Des études toxicologiques supplémentaires seront nécessaires pour comprendre les répercussions de ces
transferts chimiques sur la santé des éléphants marins. Mais, ce qui est déjà certain, c'est que tous les progrès
des connaissances dans le domaine de l'écotoxicologie s'avèrent d'une grande importance Notamment parce
que les niveaux de substances polluantes présentes dans l'environnement continuent de croître, en dépit des
mesures prises en matière de protection des écosystèmes et de la relative régulation de la pollution, depuis
plusieurs décennies…
(1) Sarah Habran, Cathy Debier, Daniel E. Crocker, Dorian S. Houser, Krishna Das, Blood dynamics of mercury
and selenium in northern elephant seals during the lactation period, in Environmental Pollution 159 (2011)
2523-2529, éd.

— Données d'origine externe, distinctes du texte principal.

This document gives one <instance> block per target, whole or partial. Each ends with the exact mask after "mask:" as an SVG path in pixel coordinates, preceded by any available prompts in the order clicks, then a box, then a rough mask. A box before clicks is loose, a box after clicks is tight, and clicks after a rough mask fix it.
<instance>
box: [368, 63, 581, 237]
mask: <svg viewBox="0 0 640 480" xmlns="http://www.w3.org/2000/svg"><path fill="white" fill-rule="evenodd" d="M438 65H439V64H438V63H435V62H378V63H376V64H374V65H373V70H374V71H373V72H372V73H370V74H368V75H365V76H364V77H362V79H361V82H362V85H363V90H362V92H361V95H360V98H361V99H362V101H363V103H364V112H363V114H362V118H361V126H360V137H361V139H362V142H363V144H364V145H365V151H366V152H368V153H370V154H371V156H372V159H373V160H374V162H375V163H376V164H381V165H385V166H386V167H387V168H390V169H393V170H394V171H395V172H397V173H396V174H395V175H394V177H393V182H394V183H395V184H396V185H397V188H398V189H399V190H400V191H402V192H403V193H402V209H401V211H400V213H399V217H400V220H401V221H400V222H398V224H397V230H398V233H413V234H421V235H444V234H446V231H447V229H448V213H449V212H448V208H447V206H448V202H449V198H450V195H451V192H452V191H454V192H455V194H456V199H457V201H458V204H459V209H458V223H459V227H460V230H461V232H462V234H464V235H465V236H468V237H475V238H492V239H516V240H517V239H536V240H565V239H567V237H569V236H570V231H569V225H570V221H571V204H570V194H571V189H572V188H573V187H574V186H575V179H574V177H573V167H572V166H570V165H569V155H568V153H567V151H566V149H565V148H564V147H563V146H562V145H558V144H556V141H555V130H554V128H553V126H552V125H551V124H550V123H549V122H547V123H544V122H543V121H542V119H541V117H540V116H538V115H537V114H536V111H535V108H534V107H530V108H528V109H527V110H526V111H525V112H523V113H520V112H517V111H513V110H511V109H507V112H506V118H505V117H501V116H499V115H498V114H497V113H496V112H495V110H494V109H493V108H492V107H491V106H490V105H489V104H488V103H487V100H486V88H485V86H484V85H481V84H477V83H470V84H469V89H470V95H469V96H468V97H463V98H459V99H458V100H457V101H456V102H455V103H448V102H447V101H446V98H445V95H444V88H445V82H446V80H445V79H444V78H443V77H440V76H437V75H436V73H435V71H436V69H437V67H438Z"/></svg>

Elsevier
(2) La thèse de Sarah Habran s'inscrit dans un cadre plus large, s'intéressant aux niveaux et aux effets des
polluants organiques et inorganiques chez les mammifères marins. Cette convention de recherche est financée
par le Fonds de la Recherche Fondamentale Collective (Fonds associé au F.R.S. - FNRS) et finance deux
équipes de l'Université de Louvain-la-Neuve (Pr Cathy Debier) et de l'Université de Liège (Dr Krishna Das et Pr
Jean-Marie Bouquegneau). D'autres collaborateurs belges et étrangers ont apporté leur aide et leur expertise
pour l'acquisition des échantillons, le suivi vétérinaire et l'analyse des différents polluants organiques : Sonoma
State University (Californie, Etats-Unis), Sea Mammal Research Unit (University of St Andrews (Ecosse,
Royaume-Uni), le Dr Ursula Siebert (University of Veterinary Medicine Hannover, Foundation, Institute of
Terrestrial and Aquatic Wildlife Research -ITAW-, Allemagne), le Pr Jean-Pierre Thomé (CART, ULg), le Pr
Adrian Covaci (Toxicological Center, Université d'Anvers).